J'ai craqué au bout de quelques chapitres. Une à deux pages pour décrire une tapisserie de salon ou d'antichambre... juste imbuvable ! Nathalie

J'avais en permanence envie de secouer les protagonistes, insupportables de mollesse, à contempler leurs sentiments et émotions sous toutes les coutures (je reste polie). Je les hais. J'ai fini par jeter l'éponge, ce qui ne m'arrive jamais. Marie

Obligée de le lire à l'école deux années de suite, car la même prof de français. Je crois bien ne pas être allée jusqu'au bout, et ça m'a dégoûtée de la littérature classique ! Christine

Le professeur de littérature française Yves Ansel saura-t-il réconcilier les lecteurs avec Stendhal ? Il était venu en 2014, parler de ce fameux roman dans Les Nouveaux chemins de la connaissance :

8. "Madame Bovary", de Gustave Flaubert

Il ne pouvait pas ne pas faire partie de ce top 10 ! Il faut dire que Flaubert a tendu le bâton pour se faire battre : en écrivant ce roman publié en 1856, son but assumé était bel et bien de "faire un livre sur rien".

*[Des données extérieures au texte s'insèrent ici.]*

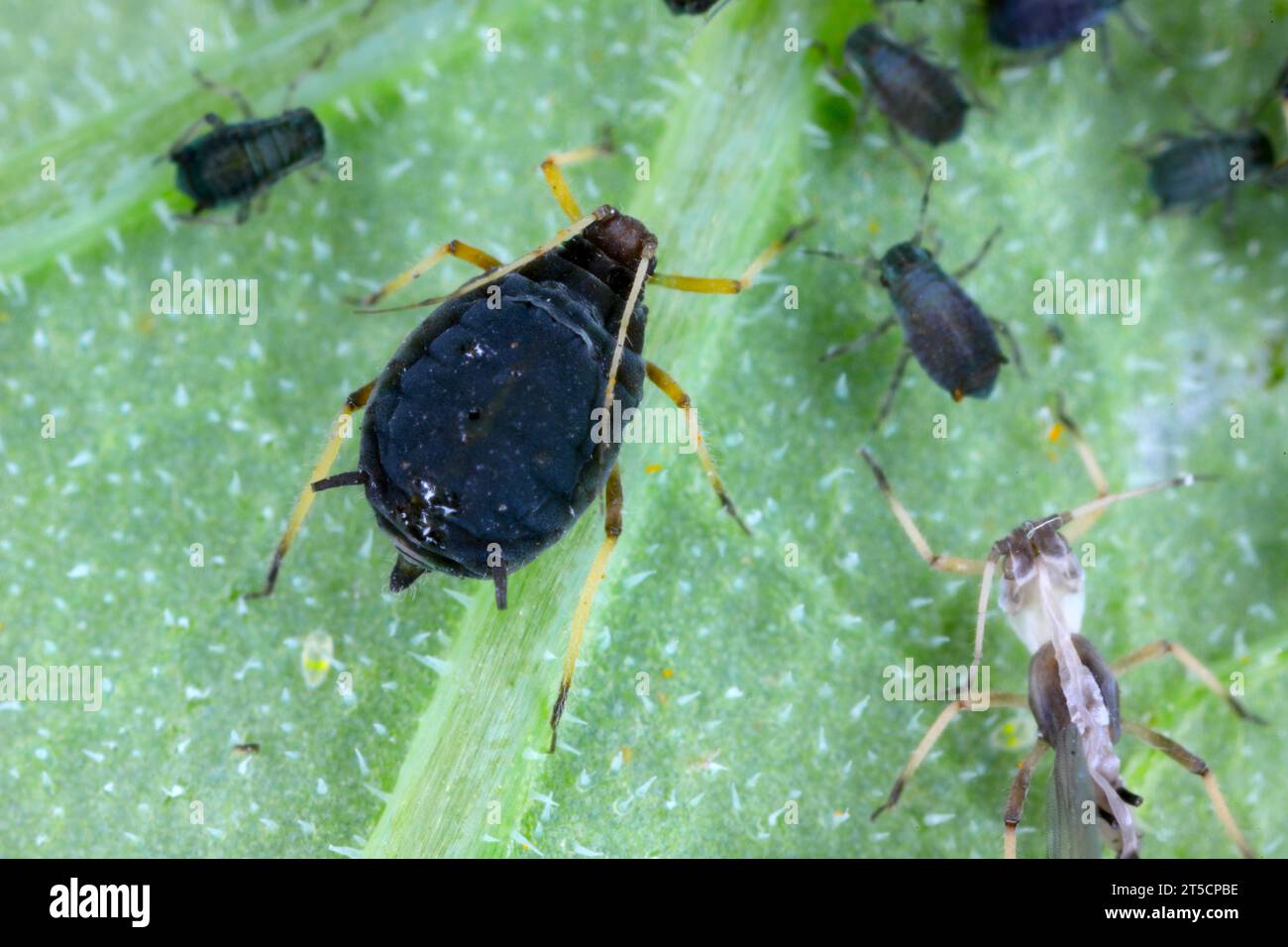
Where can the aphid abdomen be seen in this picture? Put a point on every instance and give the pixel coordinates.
(1046, 698)
(947, 333)
(478, 438)
(913, 93)
(1035, 24)
(236, 161)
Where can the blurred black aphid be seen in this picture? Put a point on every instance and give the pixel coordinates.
(1028, 25)
(1192, 171)
(943, 328)
(692, 5)
(911, 91)
(481, 445)
(235, 162)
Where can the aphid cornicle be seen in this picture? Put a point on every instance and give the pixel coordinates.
(943, 328)
(478, 446)
(236, 161)
(1069, 684)
(913, 93)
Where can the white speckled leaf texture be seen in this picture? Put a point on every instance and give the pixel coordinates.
(729, 697)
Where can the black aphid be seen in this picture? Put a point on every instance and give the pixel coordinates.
(912, 93)
(480, 446)
(1192, 171)
(1037, 24)
(236, 161)
(943, 328)
(691, 5)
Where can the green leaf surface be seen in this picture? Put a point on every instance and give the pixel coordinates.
(763, 731)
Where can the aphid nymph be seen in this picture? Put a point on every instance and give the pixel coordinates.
(478, 446)
(1192, 171)
(943, 328)
(912, 91)
(236, 161)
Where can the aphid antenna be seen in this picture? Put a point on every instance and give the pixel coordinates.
(870, 263)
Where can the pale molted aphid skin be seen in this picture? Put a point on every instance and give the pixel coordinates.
(1070, 686)
(1043, 598)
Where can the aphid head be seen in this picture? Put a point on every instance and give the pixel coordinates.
(622, 239)
(1042, 582)
(902, 258)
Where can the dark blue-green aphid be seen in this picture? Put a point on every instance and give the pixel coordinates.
(1037, 24)
(691, 5)
(1192, 171)
(913, 93)
(235, 161)
(943, 328)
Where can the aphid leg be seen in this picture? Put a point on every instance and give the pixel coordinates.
(612, 530)
(498, 579)
(1166, 648)
(704, 283)
(1005, 331)
(927, 742)
(983, 252)
(483, 261)
(1082, 518)
(1228, 214)
(224, 90)
(1107, 50)
(312, 67)
(452, 248)
(352, 405)
(625, 322)
(861, 343)
(944, 564)
(187, 136)
(1199, 768)
(888, 402)
(1076, 522)
(921, 214)
(682, 401)
(557, 180)
(986, 587)
(1019, 792)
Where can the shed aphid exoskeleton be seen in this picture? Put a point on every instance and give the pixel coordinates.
(1043, 599)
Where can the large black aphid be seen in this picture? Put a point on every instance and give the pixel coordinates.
(478, 446)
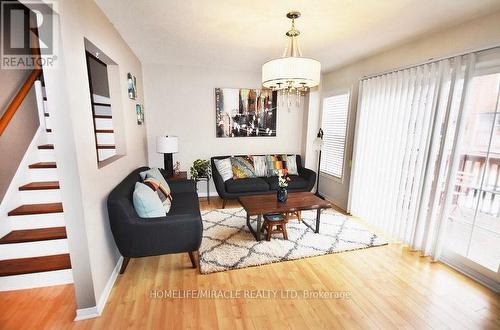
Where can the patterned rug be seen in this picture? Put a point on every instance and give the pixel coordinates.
(228, 244)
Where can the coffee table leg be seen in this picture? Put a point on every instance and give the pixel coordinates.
(259, 219)
(318, 215)
(255, 234)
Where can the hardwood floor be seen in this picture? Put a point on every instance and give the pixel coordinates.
(390, 287)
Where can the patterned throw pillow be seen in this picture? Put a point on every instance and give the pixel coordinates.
(291, 164)
(162, 191)
(242, 168)
(275, 163)
(155, 173)
(224, 168)
(146, 202)
(260, 165)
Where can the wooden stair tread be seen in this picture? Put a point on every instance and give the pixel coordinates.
(44, 208)
(46, 146)
(42, 185)
(43, 165)
(34, 235)
(106, 146)
(34, 265)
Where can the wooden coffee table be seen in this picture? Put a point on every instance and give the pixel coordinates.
(258, 205)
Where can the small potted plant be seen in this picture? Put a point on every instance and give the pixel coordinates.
(200, 169)
(283, 180)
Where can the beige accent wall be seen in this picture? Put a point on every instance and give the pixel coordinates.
(22, 128)
(481, 32)
(85, 187)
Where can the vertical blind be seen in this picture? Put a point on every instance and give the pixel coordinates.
(404, 141)
(334, 125)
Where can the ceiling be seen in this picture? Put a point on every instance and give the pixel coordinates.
(242, 35)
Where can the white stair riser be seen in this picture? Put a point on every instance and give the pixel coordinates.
(50, 138)
(33, 249)
(43, 174)
(105, 138)
(40, 196)
(102, 110)
(35, 221)
(47, 155)
(101, 123)
(101, 99)
(47, 122)
(106, 153)
(36, 280)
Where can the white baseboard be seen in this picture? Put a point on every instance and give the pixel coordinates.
(86, 313)
(96, 311)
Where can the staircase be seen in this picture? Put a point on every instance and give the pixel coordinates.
(34, 252)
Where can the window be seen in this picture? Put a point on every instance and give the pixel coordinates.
(334, 125)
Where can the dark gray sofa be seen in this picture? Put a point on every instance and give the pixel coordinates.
(232, 189)
(179, 231)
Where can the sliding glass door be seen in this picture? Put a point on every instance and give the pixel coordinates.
(426, 166)
(473, 230)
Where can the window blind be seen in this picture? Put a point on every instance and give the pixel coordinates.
(334, 125)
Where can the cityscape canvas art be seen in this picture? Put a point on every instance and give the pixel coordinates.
(245, 112)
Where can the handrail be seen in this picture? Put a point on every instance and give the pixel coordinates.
(18, 99)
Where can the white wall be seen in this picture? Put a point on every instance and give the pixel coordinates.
(481, 32)
(180, 100)
(84, 186)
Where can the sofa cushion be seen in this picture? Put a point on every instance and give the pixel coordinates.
(246, 185)
(296, 182)
(185, 203)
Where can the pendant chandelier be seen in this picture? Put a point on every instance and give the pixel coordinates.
(291, 74)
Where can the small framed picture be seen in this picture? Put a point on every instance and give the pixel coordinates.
(139, 111)
(132, 86)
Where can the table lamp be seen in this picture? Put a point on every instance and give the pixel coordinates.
(167, 145)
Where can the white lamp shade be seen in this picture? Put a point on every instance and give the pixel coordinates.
(167, 144)
(302, 71)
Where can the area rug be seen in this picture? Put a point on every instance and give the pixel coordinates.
(228, 244)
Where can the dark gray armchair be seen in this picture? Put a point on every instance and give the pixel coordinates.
(179, 231)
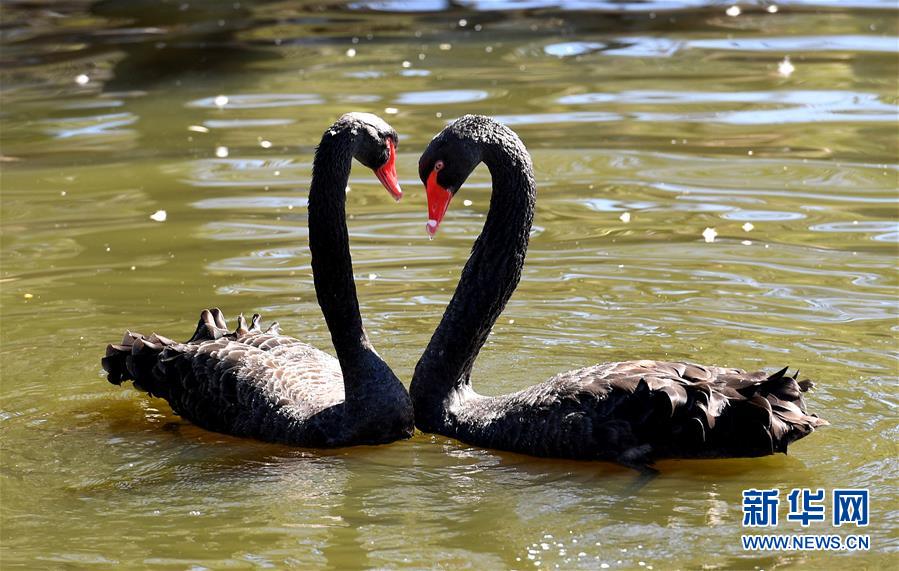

Alors que j'aime beaucoup Flaubert - j'ai adoré "Salammbô" ! -, je n'ai jamais réussi à finir "Madame Bovary". Je suppose que Flaubert est tellement doué pour décrire l'ennui d'Emma que cet ennui m'a gagné aussi. C'est un personnage qui m'ennuie, et m'agace... Certainement pour des raisons personnelles ! Caroline

Tous les personnages sont médiocres, lâches, stupides, on ne peut pas s'identifier à eux. Il faudrait que je m'y essaye à nouveau ! @AudeJavel1

Je n ai jamais pu aller plus loin que le mariage. Ça m'ennuyait trop. Un livre qui ne tient que par son style, ça ne m'intéresse pas. Il faut qu'il se passe des choses. Je suis peut être trop parisienne ? Caroline

En août 2017, nous consacrions un article à la manière dont Flaubert avait révolutionné l'écriture romanesque avec Madame Bovary. Car dès sa publication, en 1856, le roman choqua d'abord par son style, avant même d'être mis en procès pour son caractère "licencieux" l'année suivante. De quoi peut-être rassurer le lectorat récalcitrant !

9. "Cent ans de solitude", de Gabriel Garcia Marquez

Trop de personnages, et une traduction jugée "laborieuse" pour certains. La grande oeuvre de Gabriel Garcia Marquez (Nobel de littérature en 1982), parue en 1967, a dérouté un bon nombre d'entre vous ! Après tout, peut-être que l'on peut se contenter de la première phrase du roman, connue comme l'un des incipits les plus célèbres de la littérature : "Bien des années plus tard, face au peloton d'exécution, le colonel Aureliano Buendía devait se rappeler ce lointain après-midi au cours duquel son père l'emmena faire connaissance avec la glace."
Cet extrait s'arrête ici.